La elección del sucesor era de suma importancia. Se necesitaba colocar un soldado fiel en la Presidencia, que asegurara que los actos de corrupción cometidos no fueran perseguidos.
El primer punto de quiebre de esta conducta se dio, probablemente, en 1994 cuando, debido a los trágicos y bien conocidos hechos, el candidato elegido por el presidente saliente no pudo ser su sucesor. En 2006, cuando por primera vez Andrés Manuel López Obrador compitió por la Presidencia, las malas prácticas del pasado le arrebataron de manera injusta la victoria. En 2012, después de dos sexenios consecutivos del mismo partido en el poder, el uso de la maquinaria mediática y de todos los recursos posibles facilitó el triunfo del otrora partido hegemónico.
En 2018, México experimentó lo que probablemente pasará a la historia como la primera elección presidencial cuya legitimidad no es cuestionada. No hubo sospechas de fraude, el margen de victoria fue muy amplio, no se excedieron topes de campaña, no se hizo uso excesivo de tiempo aire y, lo más importante, no hubo coacción del voto.
El triunfo de la 4T proviene, así, de un verdadero proceso democrático. Nuestra fidelidad con la democracia es reforzada con las acciones del Presidente, quien públicamente se ha comprometido con el sufragio efectivo, la no reelección y un combate real de la corrupción.
A pesar de lo anterior, hay quienes intentan sembrar inquietud en torno al fantasma de las prácticas reeleccionistas disfrazadas de dedazos.
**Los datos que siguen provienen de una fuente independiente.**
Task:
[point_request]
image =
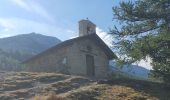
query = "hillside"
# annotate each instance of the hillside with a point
(131, 70)
(15, 49)
(55, 86)
(29, 43)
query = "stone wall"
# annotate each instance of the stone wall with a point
(51, 61)
(72, 59)
(77, 58)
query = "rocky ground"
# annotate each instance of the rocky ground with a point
(55, 86)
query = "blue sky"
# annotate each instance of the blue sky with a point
(57, 18)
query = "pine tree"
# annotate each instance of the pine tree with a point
(144, 32)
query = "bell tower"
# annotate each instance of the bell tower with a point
(86, 27)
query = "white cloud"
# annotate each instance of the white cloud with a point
(34, 7)
(14, 26)
(22, 4)
(6, 23)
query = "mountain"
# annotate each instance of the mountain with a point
(132, 70)
(15, 49)
(28, 43)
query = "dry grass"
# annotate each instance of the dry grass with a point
(49, 97)
(25, 85)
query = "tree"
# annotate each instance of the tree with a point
(144, 31)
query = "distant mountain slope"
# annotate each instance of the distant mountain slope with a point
(28, 43)
(132, 70)
(15, 49)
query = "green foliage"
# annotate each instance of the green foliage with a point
(144, 32)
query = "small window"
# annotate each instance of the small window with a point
(89, 48)
(64, 61)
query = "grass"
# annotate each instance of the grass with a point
(55, 86)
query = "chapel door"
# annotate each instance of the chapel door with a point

Por eso, el ataque sistemático y sin sustento de aquellos que aseguran que el Presidente buscará reelegirse sólo demuestra que no le temen a la reelección: lo que realmente les preocupa es que no podrán acceder nuevamente al poder haciendo uso de las técnicas que anteriormente eran efectivas, porque las y los mexicanos se han apropiado de la democracia.
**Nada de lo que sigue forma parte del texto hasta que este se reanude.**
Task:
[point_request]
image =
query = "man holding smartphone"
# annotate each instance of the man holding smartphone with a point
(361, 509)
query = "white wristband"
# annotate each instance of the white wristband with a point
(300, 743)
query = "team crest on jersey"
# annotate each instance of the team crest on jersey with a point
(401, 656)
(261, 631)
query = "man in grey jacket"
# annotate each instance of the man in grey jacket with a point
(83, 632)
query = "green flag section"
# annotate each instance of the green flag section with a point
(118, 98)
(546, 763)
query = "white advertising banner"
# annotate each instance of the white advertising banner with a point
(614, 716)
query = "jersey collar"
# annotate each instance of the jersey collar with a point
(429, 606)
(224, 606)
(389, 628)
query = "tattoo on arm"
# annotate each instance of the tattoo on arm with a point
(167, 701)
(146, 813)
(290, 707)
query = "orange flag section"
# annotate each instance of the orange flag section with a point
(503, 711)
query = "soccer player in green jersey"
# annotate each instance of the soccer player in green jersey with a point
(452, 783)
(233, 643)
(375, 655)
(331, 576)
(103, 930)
Andrés Manuel López Obrador no sólo no se reelegirá, sino que sentará las bases para que en los comicios el común denominador sea el respeto a la democracia y la garantía del derecho que la ciudadanía tiene a decidir libremente.
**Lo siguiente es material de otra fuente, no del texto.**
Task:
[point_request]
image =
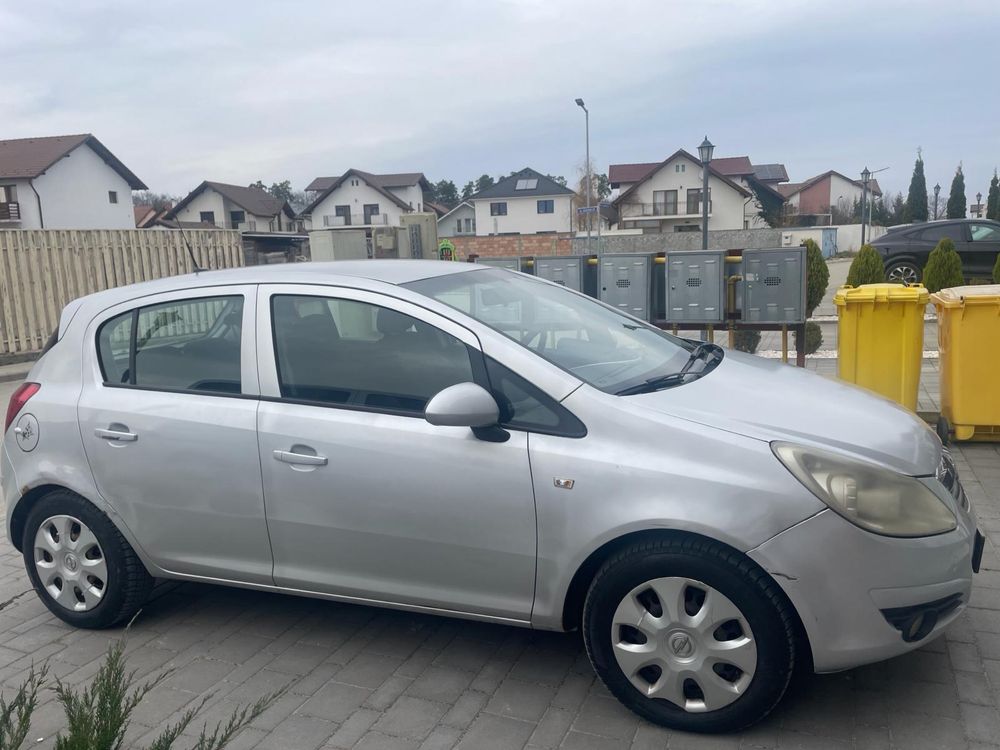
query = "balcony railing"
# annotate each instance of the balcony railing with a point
(356, 220)
(656, 210)
(10, 212)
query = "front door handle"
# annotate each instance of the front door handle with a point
(303, 459)
(119, 436)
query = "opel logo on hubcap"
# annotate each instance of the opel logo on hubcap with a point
(681, 645)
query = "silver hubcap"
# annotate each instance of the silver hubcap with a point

Resulta paradójico que quienes reiteradamente intentan poner en la mesa la idea de la reelección del Presidente sean los mismos que minimizan los logros que esta administración está empezando a obtener. Si en realidad estuvieran convencidos de que los resultados no serán los esperados, entonces no tendrían nada de qué preocuparse, pues en el nuevo ambiente democrático de nuestro país la ciudadanía elegiría un cambio.
Por ello, las mentiras y difamaciones solamente ponen en evidencia la incomodidad que les genera competir en una verdadera democracia, pues en ese terreno, en el que realmente permite que las y los ciudadanos elijan lo que quieren, la 4T les lleva una significativa distancia de ventaja.